Throughout the building, displays – many of them interactive and a few using virtual reality – drive home messages about animal health careers, the human-animal bond and animal behavior. On the first floor are five replica consultation rooms, each equipped with kid-friendly versions of veterinary tools and exam tables with a toy patient.
Kim Davis, an interior designer who lives in West Denver, brought her children for opening day at the invitation of her friend Kennedy, the CSU assistant vice chancellor. Davis said her daughter, Wynn, 5, wants to be a veterinarian, and son, Grey, 7, wants to work at a zoo and is currently infatuated with penguins.

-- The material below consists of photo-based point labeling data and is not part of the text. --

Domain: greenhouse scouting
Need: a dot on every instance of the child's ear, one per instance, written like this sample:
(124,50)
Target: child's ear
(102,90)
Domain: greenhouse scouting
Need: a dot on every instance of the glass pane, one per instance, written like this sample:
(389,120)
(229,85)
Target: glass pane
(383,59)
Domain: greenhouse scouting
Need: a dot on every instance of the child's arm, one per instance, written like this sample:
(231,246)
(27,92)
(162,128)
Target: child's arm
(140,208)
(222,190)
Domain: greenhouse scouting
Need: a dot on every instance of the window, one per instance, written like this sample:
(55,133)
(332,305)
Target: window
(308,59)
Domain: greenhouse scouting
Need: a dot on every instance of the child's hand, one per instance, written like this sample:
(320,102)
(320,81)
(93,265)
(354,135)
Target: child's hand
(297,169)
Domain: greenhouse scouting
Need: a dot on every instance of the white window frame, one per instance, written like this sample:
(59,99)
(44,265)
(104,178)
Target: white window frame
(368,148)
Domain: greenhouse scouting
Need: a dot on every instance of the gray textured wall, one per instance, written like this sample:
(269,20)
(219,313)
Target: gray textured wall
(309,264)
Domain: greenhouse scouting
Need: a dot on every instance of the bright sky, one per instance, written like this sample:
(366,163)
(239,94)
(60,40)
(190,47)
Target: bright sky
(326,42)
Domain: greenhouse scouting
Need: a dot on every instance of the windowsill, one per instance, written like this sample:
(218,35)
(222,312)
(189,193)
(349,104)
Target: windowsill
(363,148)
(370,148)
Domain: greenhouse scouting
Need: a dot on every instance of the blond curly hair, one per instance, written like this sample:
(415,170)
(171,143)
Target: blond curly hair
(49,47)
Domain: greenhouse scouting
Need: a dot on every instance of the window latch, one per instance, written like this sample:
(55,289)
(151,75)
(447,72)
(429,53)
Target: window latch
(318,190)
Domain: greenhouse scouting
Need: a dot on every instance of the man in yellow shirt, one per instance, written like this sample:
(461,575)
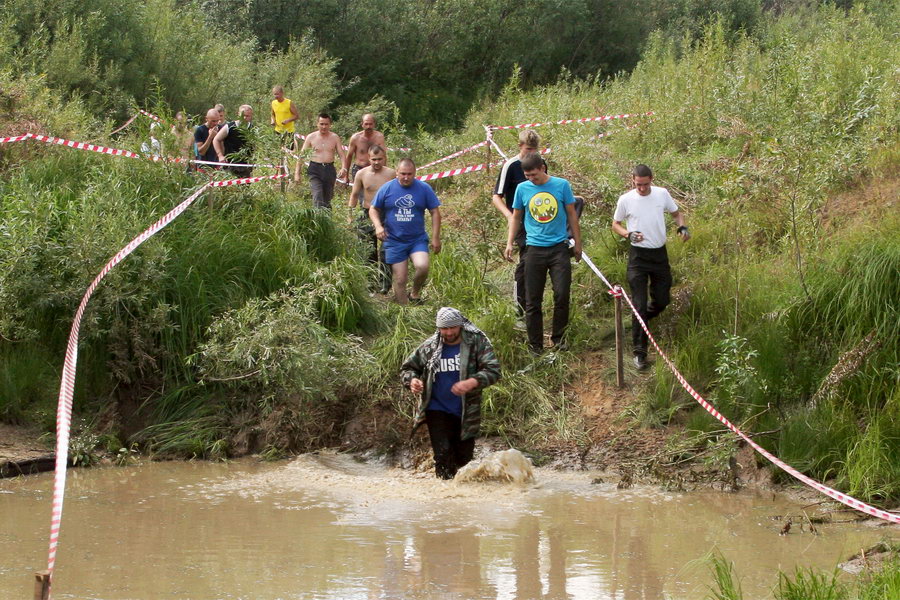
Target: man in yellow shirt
(284,113)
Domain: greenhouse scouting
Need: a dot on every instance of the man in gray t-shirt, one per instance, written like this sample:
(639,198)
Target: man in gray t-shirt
(640,218)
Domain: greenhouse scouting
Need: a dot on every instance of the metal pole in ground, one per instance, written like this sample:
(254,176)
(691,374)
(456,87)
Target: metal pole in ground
(620,367)
(42,585)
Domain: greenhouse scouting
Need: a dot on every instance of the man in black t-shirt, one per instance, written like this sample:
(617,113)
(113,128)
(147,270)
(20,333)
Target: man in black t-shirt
(232,143)
(511,175)
(204,136)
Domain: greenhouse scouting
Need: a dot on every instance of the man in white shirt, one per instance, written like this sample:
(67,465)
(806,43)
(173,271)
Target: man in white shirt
(640,218)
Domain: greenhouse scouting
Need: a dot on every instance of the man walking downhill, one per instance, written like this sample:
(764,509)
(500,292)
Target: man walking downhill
(509,178)
(321,172)
(546,205)
(284,115)
(365,185)
(358,147)
(640,218)
(450,370)
(233,141)
(404,201)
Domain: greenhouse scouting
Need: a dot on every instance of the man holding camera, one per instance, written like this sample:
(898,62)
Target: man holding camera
(640,218)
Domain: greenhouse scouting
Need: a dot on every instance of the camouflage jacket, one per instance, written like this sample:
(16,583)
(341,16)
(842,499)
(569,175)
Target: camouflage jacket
(476,359)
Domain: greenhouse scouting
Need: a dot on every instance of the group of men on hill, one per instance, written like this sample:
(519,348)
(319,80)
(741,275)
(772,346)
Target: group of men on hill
(452,367)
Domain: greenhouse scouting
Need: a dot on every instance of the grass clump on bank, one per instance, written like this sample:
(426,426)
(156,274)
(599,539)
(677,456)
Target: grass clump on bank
(879,583)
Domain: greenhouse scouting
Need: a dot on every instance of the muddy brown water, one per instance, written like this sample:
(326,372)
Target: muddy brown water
(329,527)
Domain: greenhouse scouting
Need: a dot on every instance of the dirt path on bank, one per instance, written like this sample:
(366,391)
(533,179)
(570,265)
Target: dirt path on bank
(19,443)
(617,440)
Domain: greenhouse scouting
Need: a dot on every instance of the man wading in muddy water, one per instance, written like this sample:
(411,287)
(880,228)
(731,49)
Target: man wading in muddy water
(449,370)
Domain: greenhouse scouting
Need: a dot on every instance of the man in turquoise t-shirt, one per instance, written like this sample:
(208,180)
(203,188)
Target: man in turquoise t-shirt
(398,213)
(547,207)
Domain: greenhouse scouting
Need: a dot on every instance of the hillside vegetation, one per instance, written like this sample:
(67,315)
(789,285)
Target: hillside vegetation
(247,325)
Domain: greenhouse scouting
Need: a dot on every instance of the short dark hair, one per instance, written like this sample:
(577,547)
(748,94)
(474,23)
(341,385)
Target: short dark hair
(642,171)
(532,161)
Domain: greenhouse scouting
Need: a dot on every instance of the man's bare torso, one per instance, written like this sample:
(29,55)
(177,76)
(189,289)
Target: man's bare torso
(361,143)
(324,146)
(372,181)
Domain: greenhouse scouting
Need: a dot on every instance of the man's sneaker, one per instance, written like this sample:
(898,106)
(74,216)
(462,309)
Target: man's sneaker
(640,362)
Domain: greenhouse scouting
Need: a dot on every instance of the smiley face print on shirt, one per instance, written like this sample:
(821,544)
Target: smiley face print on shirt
(543,207)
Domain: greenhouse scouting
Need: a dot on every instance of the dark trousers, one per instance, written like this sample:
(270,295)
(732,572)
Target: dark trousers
(648,270)
(366,231)
(520,273)
(538,262)
(450,452)
(321,183)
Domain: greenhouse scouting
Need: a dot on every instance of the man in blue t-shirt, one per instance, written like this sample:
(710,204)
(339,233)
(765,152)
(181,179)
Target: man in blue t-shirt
(547,207)
(398,213)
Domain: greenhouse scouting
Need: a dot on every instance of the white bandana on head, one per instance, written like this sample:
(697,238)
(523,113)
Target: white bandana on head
(449,317)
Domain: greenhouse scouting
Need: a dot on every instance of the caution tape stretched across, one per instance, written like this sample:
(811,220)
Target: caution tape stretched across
(455,154)
(569,121)
(49,139)
(820,487)
(67,383)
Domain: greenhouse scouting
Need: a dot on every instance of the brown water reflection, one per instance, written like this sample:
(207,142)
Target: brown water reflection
(329,527)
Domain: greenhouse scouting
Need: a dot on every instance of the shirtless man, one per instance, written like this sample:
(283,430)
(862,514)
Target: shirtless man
(366,183)
(322,174)
(359,145)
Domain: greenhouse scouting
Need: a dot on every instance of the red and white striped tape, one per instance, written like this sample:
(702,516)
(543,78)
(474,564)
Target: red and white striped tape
(460,171)
(119,152)
(152,116)
(464,170)
(303,137)
(67,385)
(568,121)
(455,154)
(124,125)
(820,487)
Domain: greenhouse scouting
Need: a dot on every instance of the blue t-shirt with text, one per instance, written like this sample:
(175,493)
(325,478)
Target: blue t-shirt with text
(545,210)
(447,374)
(403,209)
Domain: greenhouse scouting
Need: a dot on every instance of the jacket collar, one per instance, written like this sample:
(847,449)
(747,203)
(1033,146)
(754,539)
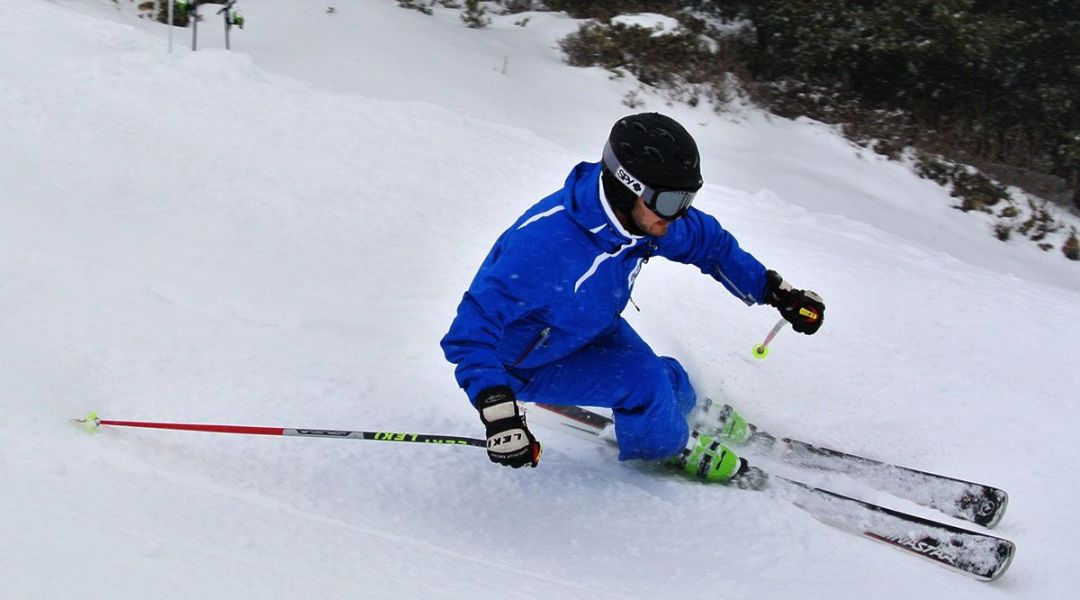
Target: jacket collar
(589,207)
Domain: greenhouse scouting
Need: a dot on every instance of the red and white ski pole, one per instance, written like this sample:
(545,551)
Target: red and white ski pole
(92,422)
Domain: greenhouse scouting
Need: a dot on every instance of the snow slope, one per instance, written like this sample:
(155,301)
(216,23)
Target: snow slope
(279,235)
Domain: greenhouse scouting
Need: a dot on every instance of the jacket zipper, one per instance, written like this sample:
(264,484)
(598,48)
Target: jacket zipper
(543,336)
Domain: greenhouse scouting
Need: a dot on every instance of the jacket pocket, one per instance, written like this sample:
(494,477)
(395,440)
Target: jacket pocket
(536,343)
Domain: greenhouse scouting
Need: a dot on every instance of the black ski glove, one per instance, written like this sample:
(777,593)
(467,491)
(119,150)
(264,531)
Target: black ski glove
(804,309)
(509,440)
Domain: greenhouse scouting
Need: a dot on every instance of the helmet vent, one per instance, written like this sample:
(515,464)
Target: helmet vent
(664,134)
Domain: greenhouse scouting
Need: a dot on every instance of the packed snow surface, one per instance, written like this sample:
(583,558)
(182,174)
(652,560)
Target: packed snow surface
(280,234)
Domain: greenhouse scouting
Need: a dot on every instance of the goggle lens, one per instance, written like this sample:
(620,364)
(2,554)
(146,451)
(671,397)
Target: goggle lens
(672,204)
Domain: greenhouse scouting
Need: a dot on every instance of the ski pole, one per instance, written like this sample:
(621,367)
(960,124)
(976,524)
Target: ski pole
(92,422)
(761,350)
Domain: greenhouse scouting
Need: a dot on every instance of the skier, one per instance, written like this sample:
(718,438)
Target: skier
(541,318)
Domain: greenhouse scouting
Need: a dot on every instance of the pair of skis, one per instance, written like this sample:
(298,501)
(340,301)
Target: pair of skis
(982,556)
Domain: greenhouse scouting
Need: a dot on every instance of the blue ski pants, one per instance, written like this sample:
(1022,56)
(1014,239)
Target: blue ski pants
(650,396)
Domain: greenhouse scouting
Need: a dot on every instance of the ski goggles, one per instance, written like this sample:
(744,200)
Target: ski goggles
(669,203)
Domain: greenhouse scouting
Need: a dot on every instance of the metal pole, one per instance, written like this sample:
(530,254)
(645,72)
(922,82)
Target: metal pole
(92,422)
(170,23)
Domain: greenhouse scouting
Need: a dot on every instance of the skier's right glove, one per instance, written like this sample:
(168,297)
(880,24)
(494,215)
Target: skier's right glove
(509,440)
(804,309)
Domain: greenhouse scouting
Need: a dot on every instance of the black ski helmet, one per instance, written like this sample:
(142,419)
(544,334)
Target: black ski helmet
(657,151)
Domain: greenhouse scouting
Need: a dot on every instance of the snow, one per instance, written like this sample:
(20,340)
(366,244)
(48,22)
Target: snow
(279,235)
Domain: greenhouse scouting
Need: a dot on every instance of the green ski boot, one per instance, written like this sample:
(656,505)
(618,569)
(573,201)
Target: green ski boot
(707,459)
(725,423)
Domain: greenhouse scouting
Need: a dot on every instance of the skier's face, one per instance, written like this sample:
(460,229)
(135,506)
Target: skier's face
(647,220)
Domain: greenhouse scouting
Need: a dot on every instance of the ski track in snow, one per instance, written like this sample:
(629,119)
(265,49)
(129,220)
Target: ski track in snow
(279,235)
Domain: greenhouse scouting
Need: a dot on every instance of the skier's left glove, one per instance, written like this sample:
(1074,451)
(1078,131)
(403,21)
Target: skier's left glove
(804,309)
(509,440)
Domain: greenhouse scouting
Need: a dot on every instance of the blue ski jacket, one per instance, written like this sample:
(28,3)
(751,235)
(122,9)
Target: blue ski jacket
(563,273)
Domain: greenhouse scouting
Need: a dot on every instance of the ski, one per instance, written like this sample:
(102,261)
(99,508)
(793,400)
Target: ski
(981,556)
(964,500)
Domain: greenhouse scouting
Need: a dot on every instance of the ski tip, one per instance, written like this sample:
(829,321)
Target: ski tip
(1002,503)
(1007,551)
(89,423)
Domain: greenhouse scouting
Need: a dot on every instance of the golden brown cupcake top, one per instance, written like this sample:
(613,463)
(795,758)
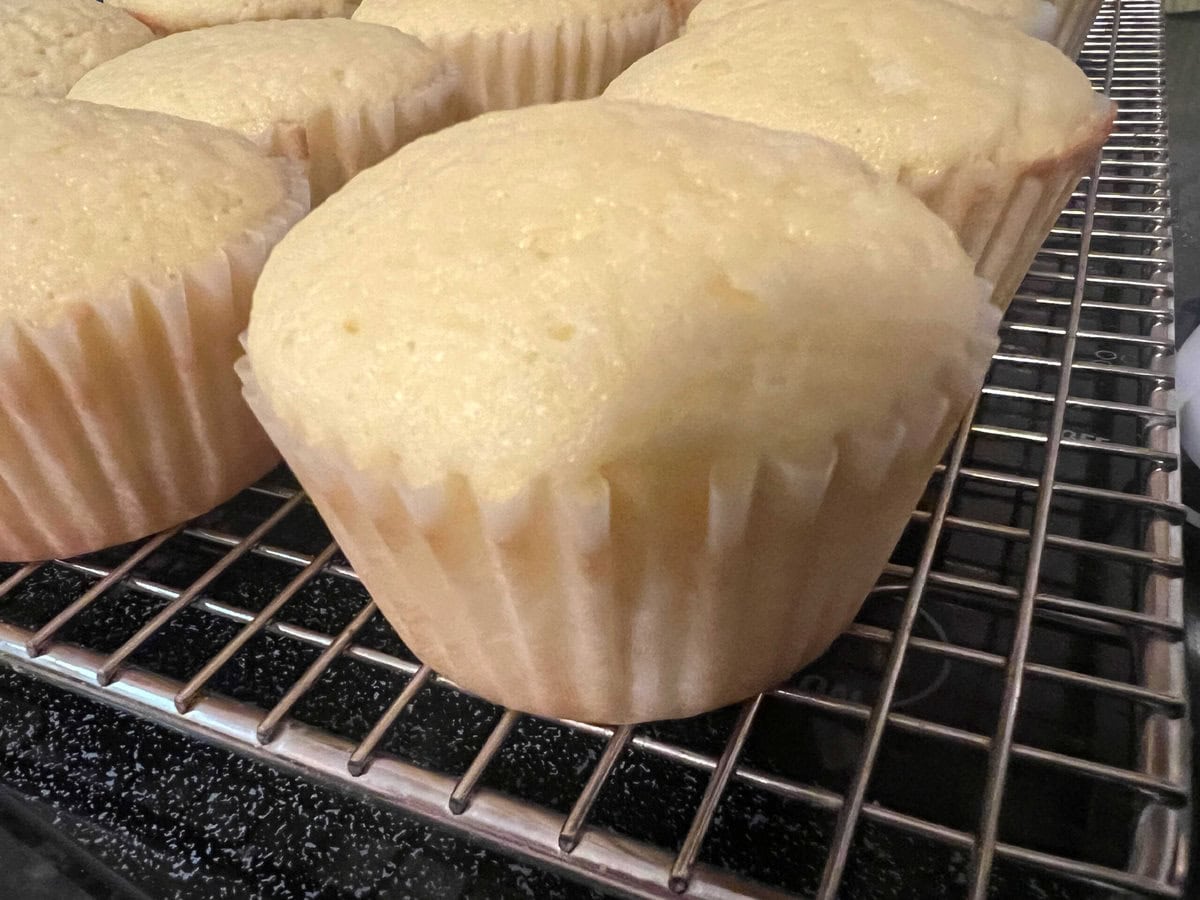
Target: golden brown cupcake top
(46,46)
(553,289)
(915,87)
(96,196)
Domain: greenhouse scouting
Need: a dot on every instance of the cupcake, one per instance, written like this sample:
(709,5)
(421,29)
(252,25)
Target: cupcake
(522,52)
(624,407)
(48,45)
(337,94)
(169,16)
(993,129)
(1063,23)
(136,240)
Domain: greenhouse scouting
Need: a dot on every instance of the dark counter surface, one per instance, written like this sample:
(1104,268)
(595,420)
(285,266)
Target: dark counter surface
(99,804)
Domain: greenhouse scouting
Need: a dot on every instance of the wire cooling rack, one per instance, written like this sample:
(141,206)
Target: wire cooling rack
(1006,718)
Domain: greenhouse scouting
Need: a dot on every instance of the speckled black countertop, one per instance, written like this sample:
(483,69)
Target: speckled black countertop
(99,804)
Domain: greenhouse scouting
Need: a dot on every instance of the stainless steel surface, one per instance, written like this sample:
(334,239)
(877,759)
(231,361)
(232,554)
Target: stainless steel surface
(1089,339)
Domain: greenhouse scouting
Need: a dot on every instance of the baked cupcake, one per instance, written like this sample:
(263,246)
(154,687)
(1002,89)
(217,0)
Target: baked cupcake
(337,94)
(515,53)
(48,45)
(169,16)
(993,129)
(136,240)
(1063,23)
(624,407)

They quickly settled into one of the mock consultation rooms, where Wynn took the lead in examining a stuffed calico. "We spent almost an hour exploring every nook of the office area," Davis recounted by email. "From the veterinary lab coats to clipboards with checkup checklists, to the X-ray displays, to the cat carriers — it was so detailed, and they loved every part of it!"
There were no surgeries going on when they visited, but Davis showed her children the operating theater. "Honestly, at first, I was a bit shocked to hear there would be LIVE surgeries," she said, "but I immediately thought of what a cool experience that would be for my kids to get to witness and experience."
CSU Spur also houses satellite locations of the CSU Temple Grandin Equine Center, where human patients with conditions such as autism, cerebral palsy and post-traumatic stress disorder receive therapies involving horses; and the CSU Equine Sports Medicine Clinic. (The primary locations of each center are in Fort Collins.) As with the companion animal hospital, the public is allowed to watch the equine activities, potentially inspiring visitors to consider other possible careers in animal and human health.